= Grass surfing =

Grass surfing (or hill surfing) is a form of skateboarding. Grass surfers take the trucks off an old skateboard and find a mildly steep hill made up of dry grass, sand, moss, dirt or other surface that could be used to gain speed and control.

It is similar to grassboarding, a boarding sport born in the early 90s in Costa Rica.

==Risks==
Because this is done downhill on dry grass, dirt, etc. there is a significant lack of control.

A potential risk is of hitting a buried rock. This could cause the board to come to a sudden deceleration, causing the surfer to fall off the board, possibly resulting in injury.

==Parts==
Most boards are just skateboard decks that are modified by taking the trucks and hardware off and in some cases covering the bottom in duct tape or polyurethane.

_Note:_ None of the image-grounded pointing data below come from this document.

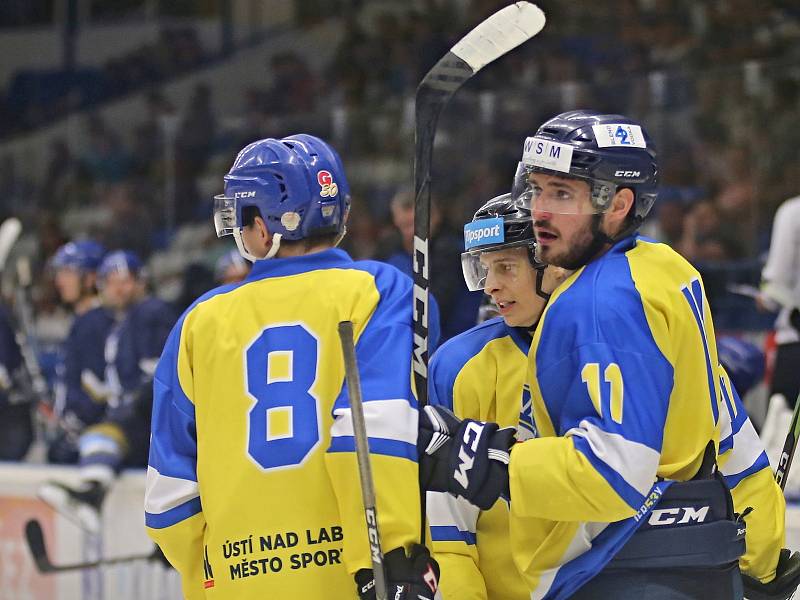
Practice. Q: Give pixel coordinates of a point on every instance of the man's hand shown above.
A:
(413, 577)
(787, 578)
(466, 458)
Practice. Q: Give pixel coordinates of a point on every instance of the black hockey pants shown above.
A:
(687, 549)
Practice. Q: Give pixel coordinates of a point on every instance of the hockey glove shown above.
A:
(466, 458)
(407, 577)
(787, 578)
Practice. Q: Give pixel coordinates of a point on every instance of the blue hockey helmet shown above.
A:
(297, 184)
(743, 361)
(503, 222)
(609, 152)
(125, 262)
(82, 255)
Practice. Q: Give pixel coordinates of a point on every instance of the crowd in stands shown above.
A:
(721, 97)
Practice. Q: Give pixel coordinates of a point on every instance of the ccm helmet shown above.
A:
(297, 184)
(82, 255)
(609, 152)
(503, 222)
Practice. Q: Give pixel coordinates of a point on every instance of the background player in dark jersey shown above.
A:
(132, 348)
(80, 396)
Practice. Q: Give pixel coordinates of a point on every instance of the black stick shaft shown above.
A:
(789, 447)
(362, 455)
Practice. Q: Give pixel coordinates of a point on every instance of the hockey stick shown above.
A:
(503, 31)
(35, 538)
(789, 447)
(362, 455)
(26, 338)
(9, 233)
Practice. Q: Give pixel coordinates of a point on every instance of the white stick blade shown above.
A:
(9, 232)
(503, 31)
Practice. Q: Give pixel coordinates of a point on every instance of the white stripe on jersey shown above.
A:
(163, 493)
(635, 462)
(747, 447)
(445, 510)
(581, 543)
(387, 419)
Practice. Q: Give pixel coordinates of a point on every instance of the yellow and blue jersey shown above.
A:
(252, 487)
(745, 467)
(624, 382)
(479, 374)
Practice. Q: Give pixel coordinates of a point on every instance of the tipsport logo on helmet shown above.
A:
(328, 187)
(483, 233)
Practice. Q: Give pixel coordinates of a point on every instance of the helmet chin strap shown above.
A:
(276, 244)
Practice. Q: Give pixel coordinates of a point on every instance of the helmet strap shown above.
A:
(539, 268)
(247, 255)
(539, 280)
(599, 240)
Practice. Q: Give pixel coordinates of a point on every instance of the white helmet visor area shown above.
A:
(563, 196)
(226, 221)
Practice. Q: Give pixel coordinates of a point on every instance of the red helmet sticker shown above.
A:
(328, 187)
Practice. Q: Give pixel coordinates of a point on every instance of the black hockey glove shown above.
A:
(466, 458)
(782, 587)
(407, 577)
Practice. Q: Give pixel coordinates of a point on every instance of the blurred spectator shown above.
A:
(60, 177)
(704, 236)
(781, 290)
(80, 393)
(193, 147)
(104, 158)
(447, 284)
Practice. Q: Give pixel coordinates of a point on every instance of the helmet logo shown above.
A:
(538, 152)
(290, 220)
(328, 187)
(484, 232)
(619, 134)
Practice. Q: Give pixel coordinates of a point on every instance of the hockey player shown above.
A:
(252, 484)
(480, 374)
(472, 547)
(132, 348)
(625, 388)
(80, 397)
(781, 292)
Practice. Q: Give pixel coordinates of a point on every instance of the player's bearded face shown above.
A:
(562, 237)
(511, 282)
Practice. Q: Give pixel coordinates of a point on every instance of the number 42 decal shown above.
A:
(590, 375)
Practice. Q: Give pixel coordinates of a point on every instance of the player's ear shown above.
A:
(620, 207)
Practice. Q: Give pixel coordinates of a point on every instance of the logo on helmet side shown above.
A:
(328, 187)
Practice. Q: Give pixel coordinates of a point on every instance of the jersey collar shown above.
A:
(281, 267)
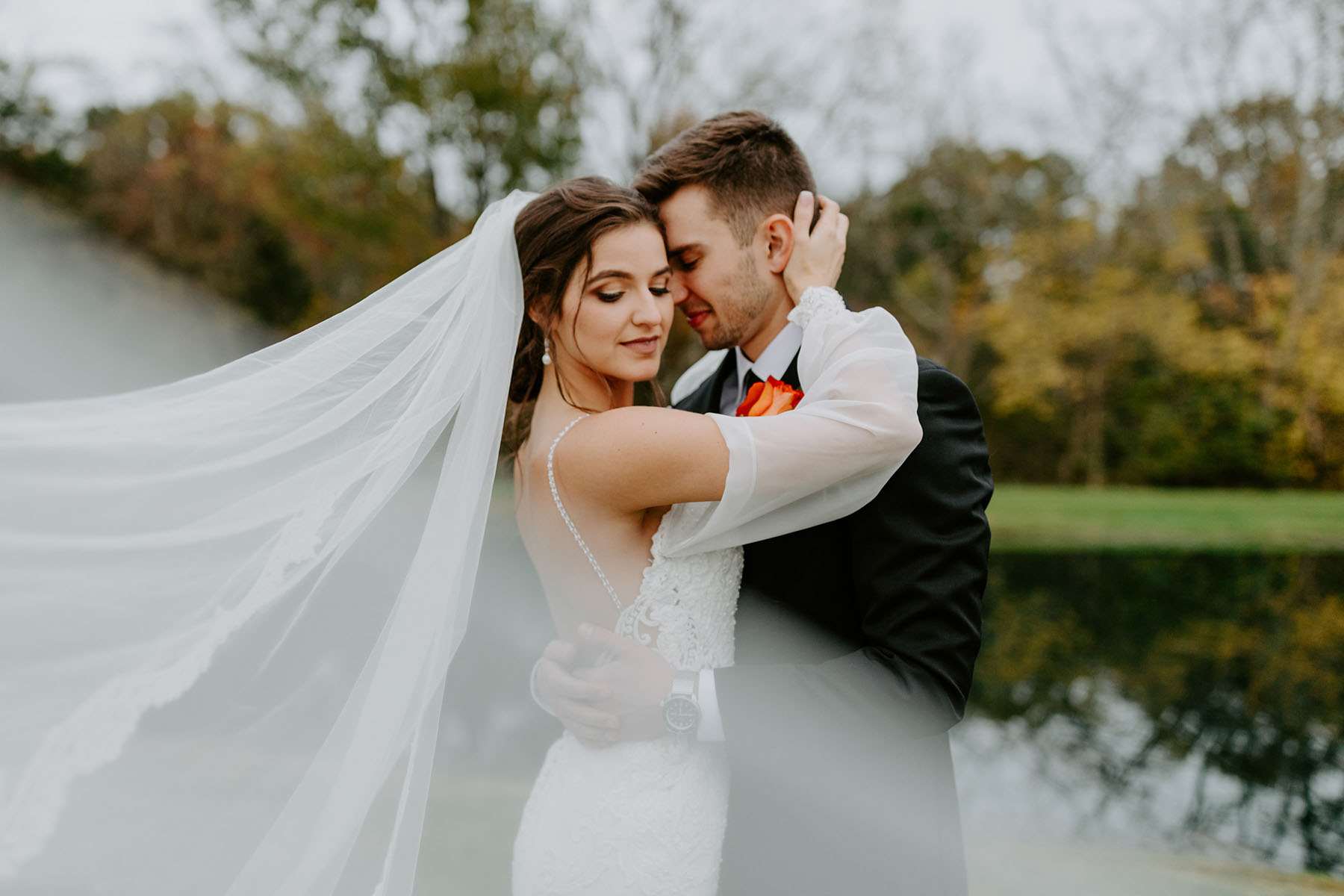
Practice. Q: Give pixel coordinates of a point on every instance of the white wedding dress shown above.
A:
(648, 817)
(643, 815)
(201, 605)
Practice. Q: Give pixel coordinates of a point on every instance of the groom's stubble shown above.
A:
(742, 314)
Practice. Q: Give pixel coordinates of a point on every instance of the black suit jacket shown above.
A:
(855, 647)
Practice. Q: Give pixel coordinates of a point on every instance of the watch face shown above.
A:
(680, 714)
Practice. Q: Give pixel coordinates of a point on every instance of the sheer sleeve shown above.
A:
(830, 455)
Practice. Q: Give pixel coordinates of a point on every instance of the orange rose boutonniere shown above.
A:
(769, 398)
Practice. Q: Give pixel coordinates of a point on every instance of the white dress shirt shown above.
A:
(774, 361)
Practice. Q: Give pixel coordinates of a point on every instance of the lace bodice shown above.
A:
(643, 815)
(685, 605)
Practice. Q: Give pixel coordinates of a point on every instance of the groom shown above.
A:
(856, 638)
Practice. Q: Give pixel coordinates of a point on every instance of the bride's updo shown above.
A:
(556, 235)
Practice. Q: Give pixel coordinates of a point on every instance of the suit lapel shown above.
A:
(706, 398)
(791, 375)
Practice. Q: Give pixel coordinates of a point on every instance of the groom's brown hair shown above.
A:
(746, 161)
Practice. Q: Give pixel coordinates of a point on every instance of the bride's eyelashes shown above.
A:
(612, 297)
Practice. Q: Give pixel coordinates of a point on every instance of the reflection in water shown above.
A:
(1172, 702)
(1214, 677)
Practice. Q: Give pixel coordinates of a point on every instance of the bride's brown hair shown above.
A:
(556, 234)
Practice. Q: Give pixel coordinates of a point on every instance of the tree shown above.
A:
(484, 89)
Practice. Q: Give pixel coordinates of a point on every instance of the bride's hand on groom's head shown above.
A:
(818, 254)
(571, 699)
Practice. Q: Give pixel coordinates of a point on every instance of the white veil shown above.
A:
(215, 676)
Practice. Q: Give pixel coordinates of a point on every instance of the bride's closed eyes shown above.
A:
(659, 287)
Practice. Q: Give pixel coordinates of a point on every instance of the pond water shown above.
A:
(1171, 703)
(1179, 703)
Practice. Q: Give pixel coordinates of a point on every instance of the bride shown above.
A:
(205, 691)
(613, 508)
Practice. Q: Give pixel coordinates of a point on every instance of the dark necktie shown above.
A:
(747, 382)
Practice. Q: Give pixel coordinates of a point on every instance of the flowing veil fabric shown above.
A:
(221, 668)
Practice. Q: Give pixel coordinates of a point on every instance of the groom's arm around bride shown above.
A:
(855, 640)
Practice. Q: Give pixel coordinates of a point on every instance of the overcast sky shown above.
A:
(981, 67)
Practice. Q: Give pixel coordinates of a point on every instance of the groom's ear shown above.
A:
(777, 231)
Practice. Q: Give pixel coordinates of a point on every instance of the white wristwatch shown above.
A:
(680, 709)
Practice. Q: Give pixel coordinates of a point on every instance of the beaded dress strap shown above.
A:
(559, 505)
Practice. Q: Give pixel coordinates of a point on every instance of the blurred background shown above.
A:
(1120, 222)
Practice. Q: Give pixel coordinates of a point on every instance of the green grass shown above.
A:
(1042, 517)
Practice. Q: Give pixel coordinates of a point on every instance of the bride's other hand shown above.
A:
(638, 677)
(818, 252)
(571, 699)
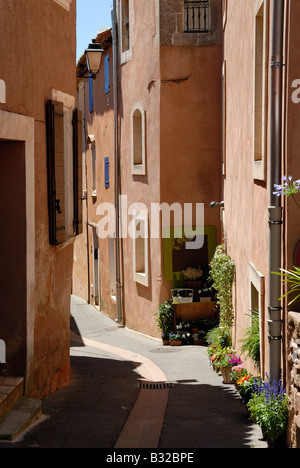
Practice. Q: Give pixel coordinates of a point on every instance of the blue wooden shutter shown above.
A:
(77, 170)
(106, 73)
(56, 171)
(91, 96)
(106, 172)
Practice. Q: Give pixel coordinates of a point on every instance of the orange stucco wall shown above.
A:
(38, 47)
(246, 199)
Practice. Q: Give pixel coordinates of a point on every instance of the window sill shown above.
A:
(138, 169)
(141, 278)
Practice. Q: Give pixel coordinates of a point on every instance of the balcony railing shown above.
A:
(196, 16)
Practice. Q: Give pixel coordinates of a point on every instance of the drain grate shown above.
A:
(155, 385)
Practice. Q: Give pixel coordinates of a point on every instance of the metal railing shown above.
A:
(197, 16)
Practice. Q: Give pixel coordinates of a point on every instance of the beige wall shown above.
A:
(181, 93)
(246, 199)
(140, 80)
(100, 129)
(38, 50)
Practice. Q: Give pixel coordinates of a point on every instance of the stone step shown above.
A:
(11, 390)
(24, 412)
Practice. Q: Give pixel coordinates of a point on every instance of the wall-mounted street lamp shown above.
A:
(93, 55)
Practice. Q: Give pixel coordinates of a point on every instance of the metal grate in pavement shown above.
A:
(155, 385)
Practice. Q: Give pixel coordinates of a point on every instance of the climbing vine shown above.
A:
(222, 274)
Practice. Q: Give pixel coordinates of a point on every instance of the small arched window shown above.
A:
(138, 143)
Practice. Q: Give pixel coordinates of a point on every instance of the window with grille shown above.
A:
(196, 16)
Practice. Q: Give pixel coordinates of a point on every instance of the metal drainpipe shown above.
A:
(116, 162)
(275, 209)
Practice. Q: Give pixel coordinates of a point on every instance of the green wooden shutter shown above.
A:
(56, 171)
(77, 166)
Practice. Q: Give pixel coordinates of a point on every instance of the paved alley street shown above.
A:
(114, 400)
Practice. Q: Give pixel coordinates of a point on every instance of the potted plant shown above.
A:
(165, 338)
(227, 361)
(193, 279)
(237, 373)
(251, 340)
(222, 275)
(269, 409)
(245, 386)
(204, 293)
(165, 318)
(175, 339)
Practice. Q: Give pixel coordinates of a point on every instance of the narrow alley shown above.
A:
(103, 406)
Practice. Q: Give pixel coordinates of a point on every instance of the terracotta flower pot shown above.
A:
(226, 374)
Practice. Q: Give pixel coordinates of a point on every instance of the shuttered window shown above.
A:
(56, 172)
(106, 73)
(77, 168)
(106, 172)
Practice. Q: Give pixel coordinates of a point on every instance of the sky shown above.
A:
(92, 16)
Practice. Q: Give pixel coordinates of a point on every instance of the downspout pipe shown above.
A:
(275, 209)
(119, 318)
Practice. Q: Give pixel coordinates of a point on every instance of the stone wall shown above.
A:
(294, 378)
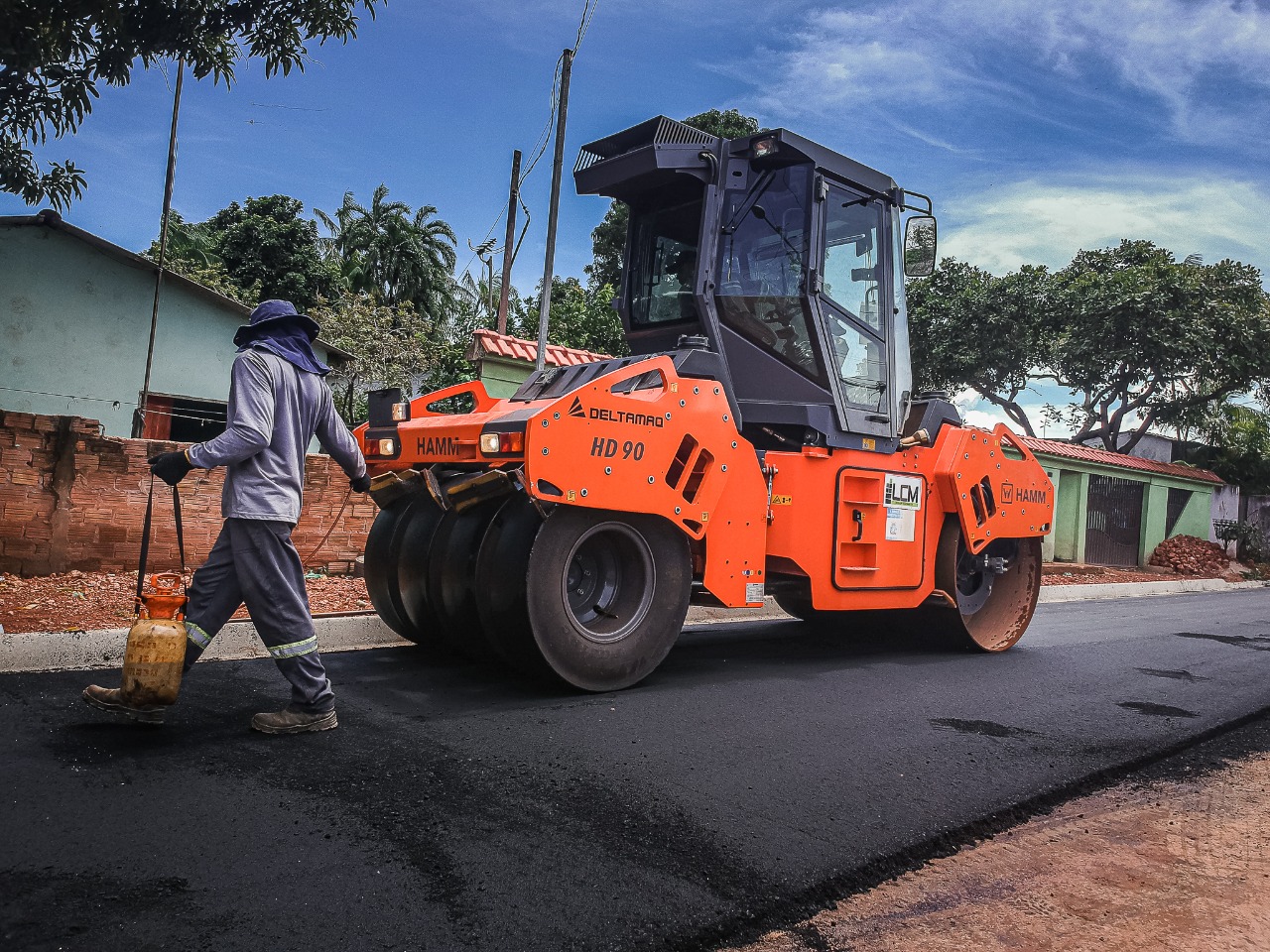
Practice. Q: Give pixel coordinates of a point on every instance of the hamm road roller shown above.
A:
(762, 439)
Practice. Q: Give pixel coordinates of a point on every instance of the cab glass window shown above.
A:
(852, 282)
(663, 264)
(762, 263)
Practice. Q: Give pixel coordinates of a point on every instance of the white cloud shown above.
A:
(1048, 221)
(939, 51)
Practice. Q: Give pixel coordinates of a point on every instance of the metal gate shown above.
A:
(1112, 526)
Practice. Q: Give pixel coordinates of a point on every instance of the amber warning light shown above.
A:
(500, 443)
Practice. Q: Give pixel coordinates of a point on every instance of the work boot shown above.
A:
(112, 699)
(291, 721)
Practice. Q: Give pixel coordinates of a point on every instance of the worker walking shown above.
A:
(277, 404)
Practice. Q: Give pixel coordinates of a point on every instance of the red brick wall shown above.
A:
(72, 499)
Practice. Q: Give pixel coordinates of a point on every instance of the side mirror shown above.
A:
(920, 246)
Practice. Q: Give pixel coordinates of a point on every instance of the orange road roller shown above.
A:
(762, 439)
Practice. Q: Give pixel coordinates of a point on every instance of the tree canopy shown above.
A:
(393, 253)
(55, 56)
(1137, 338)
(608, 239)
(261, 249)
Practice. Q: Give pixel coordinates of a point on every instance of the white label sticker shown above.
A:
(903, 492)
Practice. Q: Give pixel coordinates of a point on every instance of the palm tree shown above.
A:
(393, 254)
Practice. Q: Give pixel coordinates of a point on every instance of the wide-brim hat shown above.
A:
(273, 312)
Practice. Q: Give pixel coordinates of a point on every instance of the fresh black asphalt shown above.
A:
(762, 769)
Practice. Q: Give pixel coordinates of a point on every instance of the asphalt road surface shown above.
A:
(762, 770)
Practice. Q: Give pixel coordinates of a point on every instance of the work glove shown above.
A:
(171, 467)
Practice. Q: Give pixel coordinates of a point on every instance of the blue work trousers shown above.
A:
(255, 562)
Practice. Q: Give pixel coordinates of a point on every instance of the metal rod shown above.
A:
(512, 198)
(554, 213)
(139, 417)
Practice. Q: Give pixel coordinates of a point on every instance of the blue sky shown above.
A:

In other cases, actual surf boards have been used with varying results on steeper smooth surfaces such as sand. The pointed uncurved tip of these boards usually results in a leaping stop when the tip embeds itself at the base of the incline, and progression down the incline requires frequent shimmying.

==Methods==
The most popular method in grass surfing is to find an old skateboard deck and remove the trucks and other hardware. Next find a mildly steep hill of dry grass, gravel, dirt, sand, etc. While standing on the skateboard deck in a crouched position at the top of the hill, push yourself and gain speed, gradually assuming a more natural standing position.

==Modifications==
Some people cover the bottom of the boards in a sealant (usually polyurethane), while some may add furniture wax to the bottom of the board (such as the brand Pledge, or something similar). Also, some people build homemade boards out of used items such as sleds, cardboard, etc.